In some cases, dragons were known to dwell in volcanic environments and in order to survive the extreme heat, dragons would develop thick hides. This would protect them from not only the heat of their environment but also conventional weapons such as swords, spears, and arrows. However, in order for their bodies to retain moisture, their eyes and mouths would be soft and wet, which would make them their only vulnerable spots.

In addition to having thick hides, dragons would be able to fly like the legends, but it would require certain qualifications. Like birds dragons would need bones that were hollow and light enough to lift them from the ground yet sturdy enough to support their massive girth. In order to fly, dragons would need a wingspan that is about twice their body length. For example, if a dragon was the size of a Boeing 747 plane (which is over 230 feet in length) then their wingspan would have to be between 400 to 500 feet in length and have sufficient muscle structure to power the wings. In order to survive high altitudes, dragons would need a larger amount of red blood cells to absorb more oxygen, which is similar to certain species of llamas in South America. To navigate through the air, dragons would need a fin on their tails that would act like a rudder or the fluke of a fish. When in flight, a dragon’s eyesight would probably be like an eagle’s in that it could see from high altitudes.

I do not like the idea of dragons with four legs and two wings because there is no such vertebrate in the fossil record with six limbs. Therefore, I agree more with the idea of the wyvern dragon, which has two wings and two legs, because it would be more physically more plausible like a bat’s body. Also, due to being reptiles dragons would probably have long lifespans like tortoises, which can live up to 150 years. Because of their larger size, it would be possible for dragons to live twice as long assuming they are not killed by either human warriors or rival dragons.

In terms of diet, a dragon would need an abundant supply of calories to sustain their massive size. Therefore, dragons would need to eat large prey such as whales and elephants. Whale flesh and blubber is full of calories that can sustain large predators. In order to capture prey, a dragon’s legs would need to be structured like a eagle’s, which would allow them to snatch prey like a bald eagle catching fish out of the water. To devour prey, a dragon’s jaws would need to be structured like either a Tyrannosaurus Rex or eagle or a combination of the two. A Tyrannosaurus Rex’s jaws had a bite force of around 13,000 pounds per square inch and have thick teeth that were designed for crushing bone. This would allow a dragon to crush a knight in armor like a tin can.

With reproduction, a komodo dragon lays around 20 eggs at a time and since dragons are considerably larger, it would make sense that they would lay two or three times as many eggs. In order to attract a mate, dragons would have big horns that would be designed to attract mates and discourage rivals. However, like some species of dinosaurs, it would be possible for female dragons to be larger and more dangerous than males.

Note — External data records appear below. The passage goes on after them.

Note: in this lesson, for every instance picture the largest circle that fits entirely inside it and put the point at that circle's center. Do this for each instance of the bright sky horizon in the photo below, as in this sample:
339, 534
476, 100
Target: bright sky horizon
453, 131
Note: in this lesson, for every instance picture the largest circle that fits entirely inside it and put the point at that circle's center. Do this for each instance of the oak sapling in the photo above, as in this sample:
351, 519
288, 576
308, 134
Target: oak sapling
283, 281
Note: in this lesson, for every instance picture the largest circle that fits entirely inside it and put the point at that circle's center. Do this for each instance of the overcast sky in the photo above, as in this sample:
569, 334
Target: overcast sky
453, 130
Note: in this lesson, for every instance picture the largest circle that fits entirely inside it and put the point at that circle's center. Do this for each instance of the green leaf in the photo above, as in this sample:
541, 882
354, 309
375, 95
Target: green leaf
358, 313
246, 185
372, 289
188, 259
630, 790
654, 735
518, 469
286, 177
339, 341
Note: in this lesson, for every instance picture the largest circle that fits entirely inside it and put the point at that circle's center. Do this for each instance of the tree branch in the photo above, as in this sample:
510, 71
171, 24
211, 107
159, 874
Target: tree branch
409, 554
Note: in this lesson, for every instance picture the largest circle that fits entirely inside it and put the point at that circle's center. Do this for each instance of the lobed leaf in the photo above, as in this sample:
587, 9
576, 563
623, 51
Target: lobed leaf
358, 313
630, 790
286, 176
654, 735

As for fire breathing, I believe that dragons would have separate glands in their mouths that would contain combustible chemicals or gases. The end result would be like a natural flamethrower or napalm. This would be similar to the bombardier beetle, which was able to combine chemicals in order to launch a burning spray from their bodies. In addition, even though the inside of their mouths would be soft to retain moisture, it would make sense that a dragon’s mouth would be durable enough to protect against their own flamethrowers.

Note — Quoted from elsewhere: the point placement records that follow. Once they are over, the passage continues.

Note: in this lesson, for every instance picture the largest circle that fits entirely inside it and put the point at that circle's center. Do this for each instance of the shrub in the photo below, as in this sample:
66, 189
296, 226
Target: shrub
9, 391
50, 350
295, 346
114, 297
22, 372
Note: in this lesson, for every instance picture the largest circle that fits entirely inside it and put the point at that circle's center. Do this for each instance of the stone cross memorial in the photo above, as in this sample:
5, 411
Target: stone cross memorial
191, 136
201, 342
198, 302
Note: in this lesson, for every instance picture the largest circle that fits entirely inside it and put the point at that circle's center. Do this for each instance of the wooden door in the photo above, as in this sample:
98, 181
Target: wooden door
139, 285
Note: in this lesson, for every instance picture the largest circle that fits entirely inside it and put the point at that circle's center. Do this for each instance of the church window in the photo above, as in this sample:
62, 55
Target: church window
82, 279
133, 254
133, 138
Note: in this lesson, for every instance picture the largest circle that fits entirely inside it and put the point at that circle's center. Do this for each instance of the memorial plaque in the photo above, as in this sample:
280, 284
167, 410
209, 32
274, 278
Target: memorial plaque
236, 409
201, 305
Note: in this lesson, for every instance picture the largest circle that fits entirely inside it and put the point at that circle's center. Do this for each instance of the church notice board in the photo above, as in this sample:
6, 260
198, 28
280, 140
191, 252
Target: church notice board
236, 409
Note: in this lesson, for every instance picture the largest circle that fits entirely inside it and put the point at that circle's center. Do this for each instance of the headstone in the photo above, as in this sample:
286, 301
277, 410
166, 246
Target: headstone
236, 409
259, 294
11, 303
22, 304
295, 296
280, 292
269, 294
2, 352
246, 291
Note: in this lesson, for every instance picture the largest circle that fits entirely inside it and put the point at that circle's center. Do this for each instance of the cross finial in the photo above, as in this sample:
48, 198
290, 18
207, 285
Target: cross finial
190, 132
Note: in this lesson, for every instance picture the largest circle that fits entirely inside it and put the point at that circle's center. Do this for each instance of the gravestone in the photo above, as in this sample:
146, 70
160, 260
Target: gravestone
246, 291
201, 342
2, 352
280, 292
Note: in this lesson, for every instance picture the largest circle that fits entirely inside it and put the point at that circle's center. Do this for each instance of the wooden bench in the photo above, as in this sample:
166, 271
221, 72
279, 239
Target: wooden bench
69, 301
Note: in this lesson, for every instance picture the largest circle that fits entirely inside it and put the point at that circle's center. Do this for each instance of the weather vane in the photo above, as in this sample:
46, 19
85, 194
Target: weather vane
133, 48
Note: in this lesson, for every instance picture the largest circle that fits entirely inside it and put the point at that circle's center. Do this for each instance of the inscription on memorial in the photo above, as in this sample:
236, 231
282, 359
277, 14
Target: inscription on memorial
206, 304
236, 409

There have been several cases in which dragons would form bonds with humans. In multiple cases, dragons were either sentient or semi-sentient. As for how dragons would bond with humans, it make sense that their cognitive functions would be more developed than normal animals, which would make dragons as smart or smarter than dolphins, whales, or primates. Either this or they could possess a form of extrasensory perception or telepathy.

In ancient times, large animals such as elephants were used as beasts of war, which allowed them to cause massive destruction to enemy armies. If dragons existed and were mastered as beasts of war, their strength and power could be used to great effect.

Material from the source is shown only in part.